As an identity, access, and password management platform for disconnected applications, data protection is vital for Cerby. We know passwords are essential assets of your organization, so we have built a multi-layered and comprehensive solution to protect them.
This article describes Cerby’s approach to protecting the passwords of the accounts you and your colleagues share and use daily to log in to their applications.
System and architectural protection
As in any password management platform, data encryption is at the core of Cerby and is part of the system and architectural protection for passwords. With this security method, only authorized users with access to the corresponding decryption keys can decrypt a password.
Whenever an organization creates a new Cerby workspace, the Cerby platform automatically generates a default cloud vault and its corresponding encryption keys, which are stored in the database and encrypted with the workspace KMS (AWS Key Management Service) key.
This vault is where users save their sensitive data (accounts and secrets), and Cerby offers the following vault encryption schemes, inclusive of the option referenced above:
Cloud encryption: Cerby's servers store the decryption keys and the encrypted data, and the unique encryption keys are generated in the server and secured by AWS KMS.
Local encryption: Cerby's servers store the encrypted data, and the vault data encryption keys are stored exclusively on registered trusted devices. Decryption happens decentralized on such devices. This encryption scheme leverages a Zero Knowledge architecture.
The choice between cloud and local encryption schemes depends on customer security requirements and preferences. For more information, read the article How Cerby protects your data with cloud and local encryption.
Role-based protection
Cerby uses a role-based access control (RBAC) system to define user permissions for shared accounts. Each role determines what a user can do, from managing account access to viewing sensitive information like passwords.
Users who add accounts to Cerby are automatically granted the account Owner role. When they share their accounts with other users for collaboration purposes, they can grant them one of the following roles:
Owner: Users with this role can share accounts, manage access and account configuration, and view passwords through the user interface (UI) and API responses.
Collaborator: Users with this role can only view passwords through API responses for account login with Cerby; viewing passwords through the UI is restricted.
For more information about roles and permissions, read the article How Cerby manages roles.
Feature-based protection
On top of the system, architectural, and role-based protections, Cerby has the following features to enable organizations and end users to protect their passwords proactively:
The following sections describe each feature.
Automated password rotations
Cerby’s key differentiator is automation, and this approach to security is present in our strategy to protect your passwords: automated password rotations are available for multiple managed accounts,
IT admins can set workspace policies to rotate passwords periodically via automation. Also, Cerby can trigger this automated task based on user deprovisioning or user account deactivation events from an identity provider (IdP), such as Okta or Entra ID.
With automated and regular password rotations by policy, organizations achieve the following:
Minimize the risk of unauthorized access.
Ensure users have to use Cerby as the front door to access their accounts.
Alert if the password status has changed to not being managed by Cerby.
End users can also trigger automated password rotations manually with a single click in the Cerby web app.
It’s worth mentioning that, during automated password rotation, Cerby generates and sets secure passwords following the app’s strength rules.
Generation of secure passwords
As mentioned, Cerby generates and sets secure passwords when performing automated password rotations. However, you can also use the password generator in the Cerby browser extension to generate a secure password with the following customizable strength rules:
Length
Uppercase letters
Lowercase letters
Digits
Symbols
For more information about this feature, read the article Explore the Password Generator.
Restrictions on password view capabilities
Complementary to the role-based protection for your passwords, you can customize the restrictions to view passwords for users with the account Collaborator role.
According to Cerby’s RBAC system, account Collaborators are restricted to view passwords through the UI using any of the three Cerby client apps (web app, browser extension, and mobile app). They only have access to passwords through API responses to enable account login through Cerby.

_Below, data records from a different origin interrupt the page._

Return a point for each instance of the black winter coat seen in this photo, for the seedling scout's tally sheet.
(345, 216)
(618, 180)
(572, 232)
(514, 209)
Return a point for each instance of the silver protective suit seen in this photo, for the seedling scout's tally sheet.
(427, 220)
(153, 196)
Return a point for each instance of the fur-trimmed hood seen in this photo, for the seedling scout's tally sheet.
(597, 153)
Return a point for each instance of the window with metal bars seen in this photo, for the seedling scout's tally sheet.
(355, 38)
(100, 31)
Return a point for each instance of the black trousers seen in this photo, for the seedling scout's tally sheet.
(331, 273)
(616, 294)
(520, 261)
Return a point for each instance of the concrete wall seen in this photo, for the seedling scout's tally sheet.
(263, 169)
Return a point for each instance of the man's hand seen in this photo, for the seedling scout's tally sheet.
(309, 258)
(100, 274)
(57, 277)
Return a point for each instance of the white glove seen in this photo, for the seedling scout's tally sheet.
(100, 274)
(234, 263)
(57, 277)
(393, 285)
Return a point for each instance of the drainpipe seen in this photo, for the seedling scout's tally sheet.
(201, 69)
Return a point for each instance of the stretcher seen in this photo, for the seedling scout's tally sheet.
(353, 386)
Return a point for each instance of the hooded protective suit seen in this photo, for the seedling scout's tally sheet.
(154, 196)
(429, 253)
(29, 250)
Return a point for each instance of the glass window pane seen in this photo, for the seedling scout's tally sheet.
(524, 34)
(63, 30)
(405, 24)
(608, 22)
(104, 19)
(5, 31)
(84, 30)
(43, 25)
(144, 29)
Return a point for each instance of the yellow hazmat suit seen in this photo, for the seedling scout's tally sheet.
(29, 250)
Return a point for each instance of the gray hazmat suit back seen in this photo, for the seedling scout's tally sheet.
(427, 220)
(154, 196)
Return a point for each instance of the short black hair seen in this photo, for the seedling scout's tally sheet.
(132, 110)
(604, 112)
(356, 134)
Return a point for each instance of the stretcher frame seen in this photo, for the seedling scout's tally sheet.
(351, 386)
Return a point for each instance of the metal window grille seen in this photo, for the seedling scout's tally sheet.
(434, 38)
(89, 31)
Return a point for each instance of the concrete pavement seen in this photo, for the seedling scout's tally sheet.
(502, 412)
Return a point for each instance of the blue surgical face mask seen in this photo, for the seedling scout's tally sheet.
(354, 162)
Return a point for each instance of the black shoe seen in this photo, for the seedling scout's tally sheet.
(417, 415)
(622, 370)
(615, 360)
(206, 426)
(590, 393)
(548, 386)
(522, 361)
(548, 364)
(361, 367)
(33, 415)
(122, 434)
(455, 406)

However, based on your needs and security policies, your organization can request Cerby to grant account Collaborators access to view passwords through the UI. The following are the features our Technical Support team can enable or disable for a workspace:
Display the Collaborators can view the password for this account switch in the account details page of the Cerby web app. By activating or deactivating this switch, account Owners decide whether to hide or show passwords to account Collaborators who have shared access to an account. This decision impacts all client apps.
View and copy an account password using the Cerby browser extension inline menu. This feature is enabled only if an account Owner activates the Collaborators can view the password for this account switch on the account details page.
Display the Copy icon in the account details screen using the Cerby mobile app. This feature prevents users from copying passwords; therefore, they must use the autofill service of their mobile phone’s operating system.
View and copy an account password in the account details screen using the Cerby browser extension popup and inline menu. This feature prevents users from viewing and copying passwords; therefore, they have to click the Fill button to enter the password in the corresponding input field.
You can contact the Cerby Technical Support team via email at support@cerby.com or through the help chat to request any of the features to be enabled or disabled.
[Coming soon] Audit analytics for password update attempts
Cerby is building a feature to suggest users not update their account passwords. Cerby will collect analytics data about password update attempts or if the user did change the password.